Question

How do you solve the linear equation $-2x-13=-x-27?$

Answer 1

Hint: We will transpose the terms accordingly in the given equation. We will shift the constant term from the left-hand side to the right-hand side of the equation whereas we will shift the variable term from the right-hand side to the left-hand side of the equation.
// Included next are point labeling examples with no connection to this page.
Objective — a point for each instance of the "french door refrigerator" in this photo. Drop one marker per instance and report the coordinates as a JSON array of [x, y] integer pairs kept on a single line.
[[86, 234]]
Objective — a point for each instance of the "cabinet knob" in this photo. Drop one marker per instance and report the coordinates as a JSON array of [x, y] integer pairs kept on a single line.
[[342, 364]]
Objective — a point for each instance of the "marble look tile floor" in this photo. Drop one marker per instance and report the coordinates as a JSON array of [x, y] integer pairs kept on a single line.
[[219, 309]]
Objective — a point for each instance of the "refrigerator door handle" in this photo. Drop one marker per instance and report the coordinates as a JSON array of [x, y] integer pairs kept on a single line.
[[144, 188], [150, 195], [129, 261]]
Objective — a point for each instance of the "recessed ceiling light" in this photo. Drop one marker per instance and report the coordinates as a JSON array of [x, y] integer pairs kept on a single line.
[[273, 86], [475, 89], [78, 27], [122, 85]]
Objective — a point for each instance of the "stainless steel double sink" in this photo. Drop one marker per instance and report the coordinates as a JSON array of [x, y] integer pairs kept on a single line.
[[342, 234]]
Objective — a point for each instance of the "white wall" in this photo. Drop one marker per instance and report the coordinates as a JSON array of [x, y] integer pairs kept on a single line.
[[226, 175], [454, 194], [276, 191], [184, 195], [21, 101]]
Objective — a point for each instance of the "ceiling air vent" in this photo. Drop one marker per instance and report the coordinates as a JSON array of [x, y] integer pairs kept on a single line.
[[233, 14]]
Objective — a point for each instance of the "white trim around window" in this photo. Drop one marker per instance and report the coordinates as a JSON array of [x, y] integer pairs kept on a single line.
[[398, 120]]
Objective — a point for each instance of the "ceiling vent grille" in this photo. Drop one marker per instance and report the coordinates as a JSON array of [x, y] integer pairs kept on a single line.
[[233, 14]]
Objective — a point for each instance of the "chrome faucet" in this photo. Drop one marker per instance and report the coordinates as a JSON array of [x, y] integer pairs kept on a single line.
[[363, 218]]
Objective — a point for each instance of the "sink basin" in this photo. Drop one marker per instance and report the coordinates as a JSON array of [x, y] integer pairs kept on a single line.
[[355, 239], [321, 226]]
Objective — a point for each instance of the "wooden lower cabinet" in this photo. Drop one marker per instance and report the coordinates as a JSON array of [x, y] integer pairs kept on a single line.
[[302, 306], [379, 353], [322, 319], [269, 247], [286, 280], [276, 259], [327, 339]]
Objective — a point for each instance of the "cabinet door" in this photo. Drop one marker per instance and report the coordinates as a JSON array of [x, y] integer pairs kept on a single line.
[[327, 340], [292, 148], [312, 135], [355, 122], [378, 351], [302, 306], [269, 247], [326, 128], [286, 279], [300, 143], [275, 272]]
Complete step-by-step solution:
Let us consider the given equation, $-2x-13=-x-27.$
We are asked to solve the given equation.
We can see that the signs of all the terms in the equation are negative. So, without losing generality, let us multiply the whole equation with $-1$ so that the signs of the terms will become positive.
When we multiply the whole equation with $-1,$ we will get $2x+13=x+27.$
Let us transpose the terms accordingly so that we can find the value of the unknown variable $x.$
First, let us consider the variable terms. Let us take them to the same side. So, we are going to transpose the variable term on the right-hand side.
So, this will give us, $2x-x+13=27.$
As we can see, the positive term became negative after we transposed it.
Now, we are going to transpose the constant term from the left-hand side to the right-hand side. We will yield, $2x-x=27-13.$
Now, we can apply the operations given on the terms separately.
We will get $x=14.$ Here, we applied the subtraction on the coefficients of the variable terms on the left-hand side whereas we applied usual subtraction on the right-hand side.
Hence the solution is $x=14.$

Note: It is not necessary to multiply the equation at the early stage of the procedure. Because, we can still transpose the terms and find the solution as $-2x+x=-27+13\Rightarrow -x=-14\Rightarrow x=14.$ As shown here, we can change the sign in the last step.